A modernized Jesuit system, derived especially from the seventeenth-century Jesuit grammarian Horacio Carochi, differs from the Franciscan in marking long vowels with a macron, or overbar, and in consistently using the letter "h" (except in the combination "hu," see above) to signal the glottal stop. At various points in the present work, terms are respelled in the modernized Jesuit system so that they may be found more easily in modern dictionaries such as Frances Karttunen's Analytical Dictionary of Nahuatl and my own Nahuatl-English Dictionary (here cited as DICT). For simplicity, macrons are omitted except in a few cases, as needed.

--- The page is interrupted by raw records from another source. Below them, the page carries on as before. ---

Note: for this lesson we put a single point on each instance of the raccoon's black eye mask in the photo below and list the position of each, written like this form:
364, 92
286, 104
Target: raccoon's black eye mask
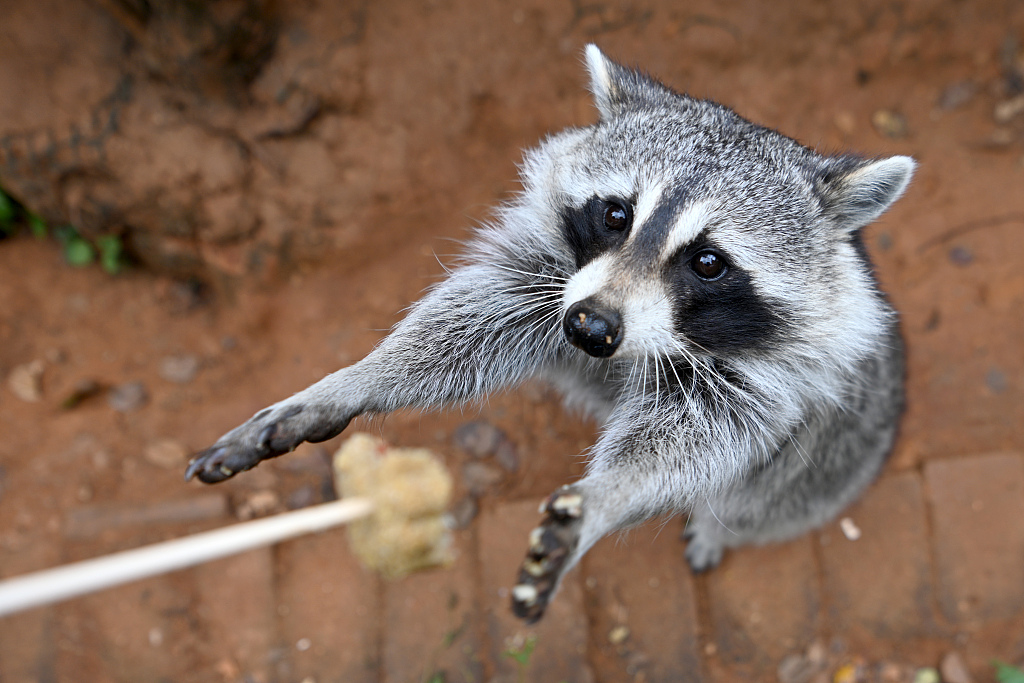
598, 225
709, 265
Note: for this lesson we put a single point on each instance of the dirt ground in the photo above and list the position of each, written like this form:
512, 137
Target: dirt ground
276, 241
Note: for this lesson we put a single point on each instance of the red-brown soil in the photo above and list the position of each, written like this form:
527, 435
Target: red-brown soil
312, 206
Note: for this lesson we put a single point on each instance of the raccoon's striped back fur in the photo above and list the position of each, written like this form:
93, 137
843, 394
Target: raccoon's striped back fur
693, 281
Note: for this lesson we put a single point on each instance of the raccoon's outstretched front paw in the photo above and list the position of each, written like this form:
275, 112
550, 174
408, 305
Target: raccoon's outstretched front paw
270, 433
702, 553
551, 545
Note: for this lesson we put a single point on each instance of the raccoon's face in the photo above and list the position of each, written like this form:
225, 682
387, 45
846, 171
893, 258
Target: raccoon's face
695, 232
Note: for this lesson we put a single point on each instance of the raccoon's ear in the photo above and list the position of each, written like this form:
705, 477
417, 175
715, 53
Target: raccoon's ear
855, 191
616, 87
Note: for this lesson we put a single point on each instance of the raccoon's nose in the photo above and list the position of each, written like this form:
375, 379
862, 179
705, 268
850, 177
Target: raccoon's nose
593, 328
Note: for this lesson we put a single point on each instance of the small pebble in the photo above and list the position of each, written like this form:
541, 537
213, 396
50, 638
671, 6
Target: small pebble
179, 369
26, 381
619, 635
478, 438
1009, 110
850, 528
961, 255
995, 379
301, 498
891, 124
127, 397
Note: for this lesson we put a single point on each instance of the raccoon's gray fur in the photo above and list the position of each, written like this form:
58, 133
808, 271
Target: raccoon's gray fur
696, 283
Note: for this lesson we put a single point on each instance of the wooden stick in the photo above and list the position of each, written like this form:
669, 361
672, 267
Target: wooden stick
70, 581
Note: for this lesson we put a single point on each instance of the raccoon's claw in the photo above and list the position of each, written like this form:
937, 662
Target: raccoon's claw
702, 555
270, 433
222, 462
550, 547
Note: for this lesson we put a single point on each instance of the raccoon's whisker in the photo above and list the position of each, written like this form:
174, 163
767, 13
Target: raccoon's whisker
539, 288
541, 275
803, 454
700, 370
437, 258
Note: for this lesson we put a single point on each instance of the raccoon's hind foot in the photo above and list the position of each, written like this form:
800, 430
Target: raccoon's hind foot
269, 433
551, 545
704, 551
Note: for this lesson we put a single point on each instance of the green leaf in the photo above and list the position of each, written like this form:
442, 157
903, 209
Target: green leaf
37, 225
110, 253
523, 653
6, 212
1006, 673
79, 252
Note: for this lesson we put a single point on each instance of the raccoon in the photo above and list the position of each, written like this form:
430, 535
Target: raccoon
697, 284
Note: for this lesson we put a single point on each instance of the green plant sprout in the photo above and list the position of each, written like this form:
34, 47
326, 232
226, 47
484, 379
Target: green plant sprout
1006, 673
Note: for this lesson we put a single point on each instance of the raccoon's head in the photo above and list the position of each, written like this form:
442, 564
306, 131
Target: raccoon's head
693, 231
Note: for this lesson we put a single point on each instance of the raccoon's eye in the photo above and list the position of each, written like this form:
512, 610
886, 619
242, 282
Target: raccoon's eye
709, 265
615, 217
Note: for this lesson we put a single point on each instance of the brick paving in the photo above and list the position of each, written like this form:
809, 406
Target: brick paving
939, 559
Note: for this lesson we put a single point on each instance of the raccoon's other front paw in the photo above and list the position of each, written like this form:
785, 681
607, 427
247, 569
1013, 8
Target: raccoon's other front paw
270, 433
551, 545
702, 553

The Romances transcription, however, is strictly paleographic (not respelled or repunctuated), and all quotations from the Romances are likewise paleographic, regardless of inconsistencies and outright errors (which are clarified, as necessary, in footnotes to the English translation). Similarly, quotations from the Florentine Codex (CF or FC), Cantares Mexicanos (CM or CMSA), Alonso de Molina's Vocabulario (MOL and MOLS), and other old texts are paleographic.

It may be added that all linguists seem to accept Carochi's (oversimplified?) dictum that Classical Nahuatl words are to be stressed on the second-to-last syllable.

Further observations on Franciscan, Jesuit, and paleographic orthographies will be found in CMSA xi-xiii and DICT 8-11.